Land of the Northern Frog
1. Morning
2. Afternoon
3. Evening
4. Night, on the Edge of the Underworld
solo bassoon and strings (minimum string count: 5.4.4.3.2)
duration: 24 Minutes
“Land of the Northern Frog” was commissioned by A Far Cry (principal commissioner) and Redlands Symphony Orchestra, Ransom Wilson, Music Director for bassoonist Martin Kuuskmann. It was written in honor of the composer’s great-grandfather, August Kiiss (1882-1965).
Program Notes
“Land of the Northern Frog” is a fantastical imagination of a day in the life of my great-grandfather, the Estonian violinist, composer and teacher August Kiiss. As a young man, August spent the summers of 1908 and 1909 traveling around south-eastern Estonia, transcribing folks songs—in particular, the centuries-old regilaul (runic songs) that are a core feature of Estonian identity. 35 years later, during WWII, August, my grandmother, and two-year-old mother, escaped Estonia—my grandmother had turned a picture of Stalin upside down on her high school classroom wall and the occupying Soviet authorities had put her on a list to be sent to Siberia. I grew up in Santa Cruz, California, speaking Estonian with my mother and English with my father. As is the case in many diasporic communities and families, my sense of Estonian history and culture was patchwork, powerful but full of holes. I first came across my great-grandfather’s folk song transcriptions during a trip to Estonia in 2008—they had been housed for a century at the Estonian Literary Museum in Tartu, Estonia. And as I began work on this piece, I thought of those transcriptions and tried to imagine what my great-grandfather’s travels across Estonia would have been like.

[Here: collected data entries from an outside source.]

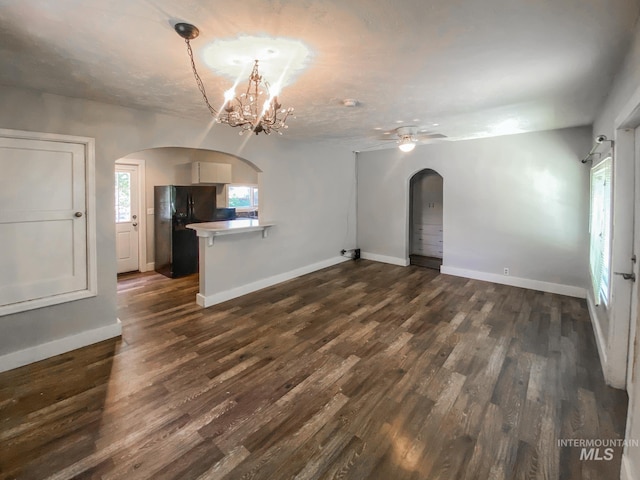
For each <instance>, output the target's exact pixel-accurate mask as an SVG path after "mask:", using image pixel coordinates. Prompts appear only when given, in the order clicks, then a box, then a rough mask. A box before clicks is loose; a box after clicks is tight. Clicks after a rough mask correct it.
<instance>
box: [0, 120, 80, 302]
mask: <svg viewBox="0 0 640 480" xmlns="http://www.w3.org/2000/svg"><path fill="white" fill-rule="evenodd" d="M7 132H9V131H7ZM17 133H20V134H24V136H29V137H33V138H15V137H3V136H0V172H2V173H1V174H0V239H2V240H1V243H0V245H1V248H0V272H2V275H0V311H2V312H3V313H4V312H6V313H11V312H13V311H20V310H24V309H27V308H35V307H36V306H42V305H44V304H52V303H60V302H61V301H66V300H68V299H71V297H64V298H63V296H64V295H65V294H71V293H73V292H81V291H85V292H86V291H88V290H89V277H88V244H87V241H88V233H87V213H88V208H87V189H86V177H87V157H86V145H85V144H82V143H73V142H69V143H66V142H63V141H50V140H44V139H38V138H35V137H38V134H31V133H28V132H17ZM8 135H11V133H8ZM42 135H43V136H46V134H42ZM52 297H58V299H57V300H56V299H54V300H48V299H51V298H52ZM73 298H76V297H73ZM77 298H80V297H77ZM33 302H36V304H33ZM29 304H33V305H34V306H31V307H30V306H29Z"/></svg>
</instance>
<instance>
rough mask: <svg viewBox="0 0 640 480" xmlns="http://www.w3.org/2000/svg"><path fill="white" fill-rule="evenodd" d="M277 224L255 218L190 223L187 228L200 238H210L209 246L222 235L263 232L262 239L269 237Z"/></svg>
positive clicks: (230, 234)
mask: <svg viewBox="0 0 640 480" xmlns="http://www.w3.org/2000/svg"><path fill="white" fill-rule="evenodd" d="M274 225H275V223H273V222H265V221H260V220H258V219H255V218H243V219H238V220H226V221H221V222H203V223H190V224H189V225H187V228H190V229H192V230H195V231H196V234H197V235H198V236H199V237H205V238H209V246H211V245H213V240H214V238H215V237H217V236H221V235H234V234H239V233H246V232H258V231H261V232H262V238H266V237H267V232H268V229H269V228H270V227H273V226H274Z"/></svg>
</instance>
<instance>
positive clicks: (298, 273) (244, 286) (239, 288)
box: [196, 257, 351, 307]
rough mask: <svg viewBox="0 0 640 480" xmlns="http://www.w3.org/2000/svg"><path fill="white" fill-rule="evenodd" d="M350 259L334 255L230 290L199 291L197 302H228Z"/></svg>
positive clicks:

Combining melodies drawn from these archival transcriptions, family stories, and fantasy, the piece unfolds like a musical fairy tale: in the first movement, August travels across the Estonian countryside on the back of a rickety wagon, daydreaming and strumming his violin like a guitar, with herding calls and snippets of folk melodies heard all around. As August arrives in his childhood village, the movement concludes with a rush of joy and a peaceful exhale. In the second movement an Estonian folk melody is heard in the strings while the bassoon embodies August, hurriedly moving his pen across paper, as he transcribes the notes of the melody. A passing group of musicians play a rollicking dance tune and as they disappear into the distance August is left alone with the wind and trees. He hears, perhaps in his head, a quiet but wild version of the folk song that opened the movement, an ancient, shamanistic memory coming into the present. Evening comes with the third movement, the peaceful, flickering June twilight giving way to crickets, frogs and a lyrically yearning melody. The fourth movement begins with a bassoon cadenza as night arrives and August stumbles into a strange, misty nether land on the edge of the underworld. August follows a procession of spirits and leads them in the singing a Saint Marten’s Day (All Hallows Eve) song. Deep underground in the chambers of the slumbering Põhja Konn (“Northern Frog”), a monster of Estonian lore who is seen sometimes as a protector and sometimes as a destroyer, August hears a strange and wild music, resembling the folk tune from the second movement, but with a sound of its own. Wondering whether this music is a glimpse of a deep, forgotten past or a distant future, August returns to the surface and finds his way to his sweet home, full of youthful optimism and unaware of the triumphs and tragedies that will befall Estonia and its people over the next 100 years. “Land of the Northern Frog” was co-commissioned by A Far Cry and Redlands Symphony and was written with great appreciation for bassoonist Martin Kuuskmann.